Cyber SecurityAI & Technology

Building resilient fraud prevention systems in the age of AI-powered threats

By Paul Weathersby, Chief Product Officer for Identity & Fraud at Experian UK&I

The fraud landscape has now evolved into a sophisticated battleground between businesses and threat actors using advanced fraud techniques. During busy months, fraud prevention measures which worked even a few years ago are now inadequate against a new generation of threats. These are powered by artificial intelligence (AI) and synthetic identity creation.  

With third-party fraud rising by 9.2% over the past three years, and synthetic and AI-enabled identities accounting for 42% of all identity fraud cases, this is a growing problem. This suggests that bad actors are becoming more sophisticated, making the fraud landscape even more complex and difficult to navigate. 

The high-volume pressure problem 

Traditional identity verification was built for a different era of fraud. Document checks, basic data matching, and simple authentication questions worked well when criminals operated with stolen physical documents and limited technical sophistication, but today’s fraud landscape bears little resemblance to that world. 

During peak trading periods, from November to January, traditional identity systems face a perfect storm of pressures that expose their limitations. Transaction volumes significantly increase, and operational teams are stretched. Traditional fraud detection systems force a binary choice because they were not designed for dynamic risk assessment which is needed now.  

Before, a single set of rules applied the same scrutiny to every application, regardless of context, behaviour, or the signals that separate genuine customers from fraudulent ones.  

The new AI-powered threats 

Generative AI is playing a central role in supporting this shift to AI-based threat techniques. Synthetic fraud, deepfakes, and AI-generated imagery are becoming more widely accessible, allowing threat actors to create highly convincing identity assets at speed. 

The rise of synthetic fraud represents a fundamental shift in how threat actors approach identity theft. Rather than stealing someone’s complete identity, bad actors now construct entirely new personas by blending real and fabricated information. These synthetic identities are built deliberately, establishing online footprints and behavioural patterns that make them appear entirely legitimate. This makes these identities difficult to detect through traditional means alone. 
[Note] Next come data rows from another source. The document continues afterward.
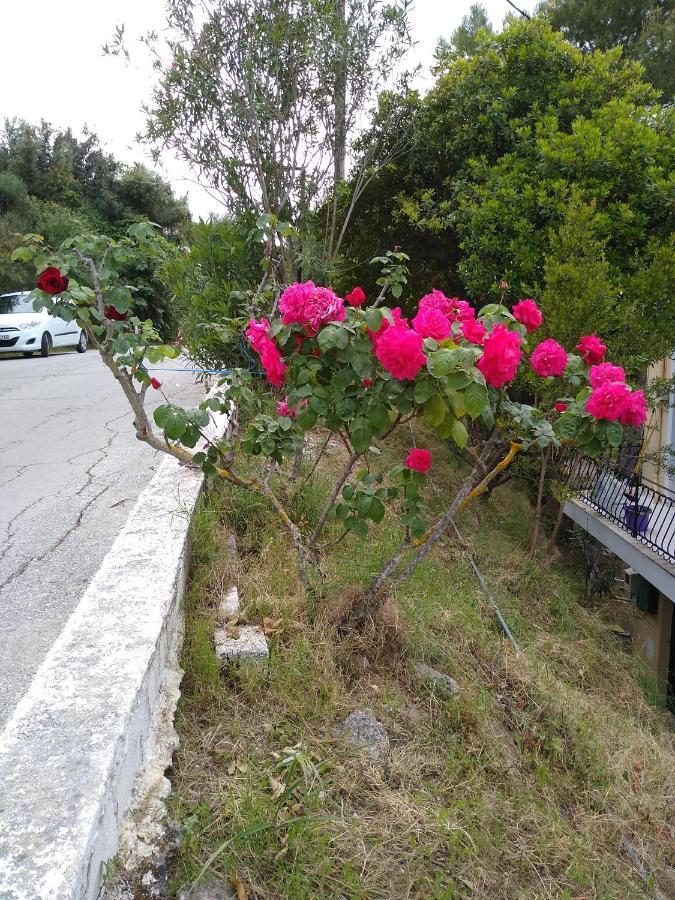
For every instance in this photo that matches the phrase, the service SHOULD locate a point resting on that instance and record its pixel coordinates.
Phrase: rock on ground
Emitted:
(212, 890)
(443, 684)
(362, 731)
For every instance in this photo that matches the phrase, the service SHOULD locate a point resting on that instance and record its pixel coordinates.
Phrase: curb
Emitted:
(86, 728)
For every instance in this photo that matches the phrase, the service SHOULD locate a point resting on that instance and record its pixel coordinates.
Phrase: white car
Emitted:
(22, 330)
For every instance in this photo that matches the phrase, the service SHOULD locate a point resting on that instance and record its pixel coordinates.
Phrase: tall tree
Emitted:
(261, 97)
(518, 152)
(643, 28)
(463, 41)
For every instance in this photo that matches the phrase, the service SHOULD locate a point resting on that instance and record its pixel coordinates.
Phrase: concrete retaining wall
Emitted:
(81, 735)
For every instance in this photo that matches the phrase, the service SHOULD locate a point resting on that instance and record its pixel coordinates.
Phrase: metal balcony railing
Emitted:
(637, 505)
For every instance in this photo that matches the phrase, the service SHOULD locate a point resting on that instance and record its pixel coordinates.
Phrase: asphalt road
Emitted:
(70, 471)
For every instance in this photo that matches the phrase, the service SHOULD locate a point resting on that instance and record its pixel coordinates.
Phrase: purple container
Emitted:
(636, 517)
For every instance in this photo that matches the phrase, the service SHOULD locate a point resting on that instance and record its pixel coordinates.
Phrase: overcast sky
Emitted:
(53, 68)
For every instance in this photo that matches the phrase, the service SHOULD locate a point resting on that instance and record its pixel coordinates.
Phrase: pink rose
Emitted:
(635, 412)
(609, 401)
(598, 375)
(419, 460)
(273, 364)
(473, 331)
(51, 281)
(398, 320)
(528, 314)
(355, 297)
(549, 358)
(324, 306)
(591, 349)
(256, 333)
(285, 410)
(501, 356)
(436, 300)
(293, 301)
(307, 304)
(460, 310)
(270, 355)
(399, 349)
(431, 322)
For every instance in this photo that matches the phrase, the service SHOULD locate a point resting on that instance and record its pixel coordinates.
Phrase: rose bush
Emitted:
(358, 372)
Going further, modern deepfake technology can now create convincing identity documents, synthetic voice recordings, and video verification content. For businesses relying on document uploads or basic biometric checks, this is a significant threat. A bad actor can generate a realistic-looking passport or driving licence in minutes, complete with consistent details and appropriate security features. Voice-based authentication can be bypassed with short audio samples, and video verification can be spoofed with increasingly accessible technology. 

What once required significant technical expertise and resources is now available through user-friendly platforms and services. Over a third (35%) of UK businesses reported being targeted by AI-related fraud in the first quarter of 2025, compared to just 23% the previous year. Deepfake technology enables sophisticated social engineering attacks, with threat actors using AI-generated voices or cloned video to conduct fraudulent video calls.  
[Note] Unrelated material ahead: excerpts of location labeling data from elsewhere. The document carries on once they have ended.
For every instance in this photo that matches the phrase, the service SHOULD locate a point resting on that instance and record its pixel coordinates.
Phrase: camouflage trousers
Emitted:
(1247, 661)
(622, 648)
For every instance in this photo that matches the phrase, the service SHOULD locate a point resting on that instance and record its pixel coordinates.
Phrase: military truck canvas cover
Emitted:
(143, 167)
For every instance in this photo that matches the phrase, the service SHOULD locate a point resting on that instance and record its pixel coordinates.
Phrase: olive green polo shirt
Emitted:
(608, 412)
Building a multi-layered defence system 

A significant issue with traditional identity verification is its static nature. Rules-based systems apply predetermined logic to each application. This means the system will check if the document matches certain criteria, verify if data points align, and confirm if the applicant exists in certain databases. When threat actors use new techniques, the system cannot adapt until the rules are manually updated by a human. This creates a permanent lag between how quickly fraud threats are evolving and protection strategies.  
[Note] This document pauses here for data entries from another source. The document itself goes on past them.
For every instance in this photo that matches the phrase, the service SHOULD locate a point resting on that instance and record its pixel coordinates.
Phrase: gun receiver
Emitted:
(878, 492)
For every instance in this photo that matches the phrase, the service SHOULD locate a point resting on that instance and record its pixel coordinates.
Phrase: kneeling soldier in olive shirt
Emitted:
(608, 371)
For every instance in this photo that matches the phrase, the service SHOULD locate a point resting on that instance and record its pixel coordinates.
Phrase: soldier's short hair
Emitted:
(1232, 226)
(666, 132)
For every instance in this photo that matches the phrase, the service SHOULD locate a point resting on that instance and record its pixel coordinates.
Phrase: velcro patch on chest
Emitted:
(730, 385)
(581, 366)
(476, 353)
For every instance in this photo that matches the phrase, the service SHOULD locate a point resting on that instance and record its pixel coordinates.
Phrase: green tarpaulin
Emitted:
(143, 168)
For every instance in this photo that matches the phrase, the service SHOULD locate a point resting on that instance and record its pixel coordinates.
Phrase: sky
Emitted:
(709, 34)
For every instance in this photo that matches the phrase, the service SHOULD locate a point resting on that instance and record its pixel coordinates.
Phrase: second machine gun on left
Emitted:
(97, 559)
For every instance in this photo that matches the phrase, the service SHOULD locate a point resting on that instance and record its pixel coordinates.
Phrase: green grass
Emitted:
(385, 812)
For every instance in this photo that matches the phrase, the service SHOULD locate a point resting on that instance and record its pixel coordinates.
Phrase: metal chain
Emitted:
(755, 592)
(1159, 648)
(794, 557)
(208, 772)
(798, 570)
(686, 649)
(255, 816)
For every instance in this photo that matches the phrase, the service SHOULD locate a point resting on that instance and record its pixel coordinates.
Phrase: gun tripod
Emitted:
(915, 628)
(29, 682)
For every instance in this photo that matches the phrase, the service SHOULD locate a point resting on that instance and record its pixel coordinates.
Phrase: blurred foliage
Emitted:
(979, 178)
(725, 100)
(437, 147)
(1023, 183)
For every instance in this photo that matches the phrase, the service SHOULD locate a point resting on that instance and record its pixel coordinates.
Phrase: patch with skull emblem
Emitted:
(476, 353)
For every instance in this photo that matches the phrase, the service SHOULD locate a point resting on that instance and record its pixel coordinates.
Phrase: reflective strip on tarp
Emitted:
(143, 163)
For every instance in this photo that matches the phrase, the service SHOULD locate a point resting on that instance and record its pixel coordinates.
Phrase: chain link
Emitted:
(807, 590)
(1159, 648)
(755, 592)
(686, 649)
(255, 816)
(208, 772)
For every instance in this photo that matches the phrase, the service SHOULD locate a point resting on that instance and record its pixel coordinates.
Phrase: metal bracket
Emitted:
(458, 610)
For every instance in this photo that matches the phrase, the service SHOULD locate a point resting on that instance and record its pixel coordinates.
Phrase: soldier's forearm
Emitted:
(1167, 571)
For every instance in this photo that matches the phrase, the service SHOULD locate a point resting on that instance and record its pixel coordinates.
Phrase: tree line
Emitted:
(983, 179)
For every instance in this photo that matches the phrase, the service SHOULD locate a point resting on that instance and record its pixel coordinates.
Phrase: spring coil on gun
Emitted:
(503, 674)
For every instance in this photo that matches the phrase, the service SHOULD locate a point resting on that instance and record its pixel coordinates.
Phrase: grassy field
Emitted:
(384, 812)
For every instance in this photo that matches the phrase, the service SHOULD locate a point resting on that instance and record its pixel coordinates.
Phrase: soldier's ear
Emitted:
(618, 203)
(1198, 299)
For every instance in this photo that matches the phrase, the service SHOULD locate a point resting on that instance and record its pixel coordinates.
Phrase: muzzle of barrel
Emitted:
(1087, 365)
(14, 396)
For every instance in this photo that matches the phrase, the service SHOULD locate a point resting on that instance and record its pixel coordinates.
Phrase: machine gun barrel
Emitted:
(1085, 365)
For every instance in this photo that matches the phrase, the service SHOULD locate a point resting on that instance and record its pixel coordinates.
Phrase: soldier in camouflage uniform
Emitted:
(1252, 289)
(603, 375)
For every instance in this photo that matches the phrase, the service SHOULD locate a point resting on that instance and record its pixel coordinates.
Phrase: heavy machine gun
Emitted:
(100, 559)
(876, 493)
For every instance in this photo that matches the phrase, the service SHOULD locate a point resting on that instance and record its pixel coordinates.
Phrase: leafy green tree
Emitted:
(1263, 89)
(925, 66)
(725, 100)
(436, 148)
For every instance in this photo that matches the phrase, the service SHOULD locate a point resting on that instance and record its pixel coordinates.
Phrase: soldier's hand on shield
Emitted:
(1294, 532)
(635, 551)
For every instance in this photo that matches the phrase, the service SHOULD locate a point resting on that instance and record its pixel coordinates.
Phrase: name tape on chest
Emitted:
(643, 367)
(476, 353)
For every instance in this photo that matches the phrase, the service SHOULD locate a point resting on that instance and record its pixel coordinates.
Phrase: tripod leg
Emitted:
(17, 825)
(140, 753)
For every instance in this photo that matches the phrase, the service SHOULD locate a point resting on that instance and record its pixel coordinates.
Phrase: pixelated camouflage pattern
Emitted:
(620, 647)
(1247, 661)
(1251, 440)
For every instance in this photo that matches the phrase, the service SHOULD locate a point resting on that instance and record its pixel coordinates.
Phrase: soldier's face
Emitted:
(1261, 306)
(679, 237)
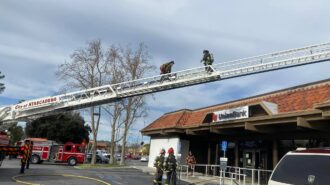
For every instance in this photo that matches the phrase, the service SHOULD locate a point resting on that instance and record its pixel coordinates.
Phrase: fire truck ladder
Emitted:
(189, 77)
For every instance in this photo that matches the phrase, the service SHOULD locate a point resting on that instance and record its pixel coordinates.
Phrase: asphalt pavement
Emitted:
(58, 174)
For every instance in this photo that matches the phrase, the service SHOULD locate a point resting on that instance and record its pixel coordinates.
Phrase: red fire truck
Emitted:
(47, 150)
By the time a traditional system has been updated to catch one fraud technique, bad actors have already moved to the next. During high-pressure periods when system updates and rule changes are deliberately frozen to maintain stability, this lag leads to significant exposure. 

These vulnerabilities lead to substantial losses and measurable fraud increases. Facility takeover fraud has risen by 76%, SIM swap fraud grew 1,055%, and online retail experienced a 75% increase in account takeovers. This issue only heightens in times of high-pressure, so multi-layered defence systems are more resilient under stress.  

A multi-layered defence system must be automated and intelligent, without adding to customer friction. The first layer of defence analyses device location signals and behavioural patterns, whilst using modern identity verification biometric checks to detect deepfakes and liveness to ensure that a real person is present.  

Continuous monitoring looks for signals that an account has been compromised, such as unusual transaction patterns or unexpected changes to contact details. This approach is particularly crucial for detecting facility takeover fraud, ensuring that even if credentials are compromised, fraudulent activity can be blocked before losses occur. 

Crucially, human expertise and escalation is critical. Not all fraud can be detected automatically, so clear escalation paths allow both automated systems and customer-facing staff to flag suspicious activity for a human to review. 

The convergence of sophisticated fraud techniques and elevated operational pressure creates an increasingly challenging risk environment for modern businesses. Traditional identity verification and single-point authentication are inadequate against new threats like synthetic identities, deepfakes, and AI-enabled fraud. Organisations must build resilient, multi-layered defence systems that remain effective under pressure whilst delivering seamless experiences to customers.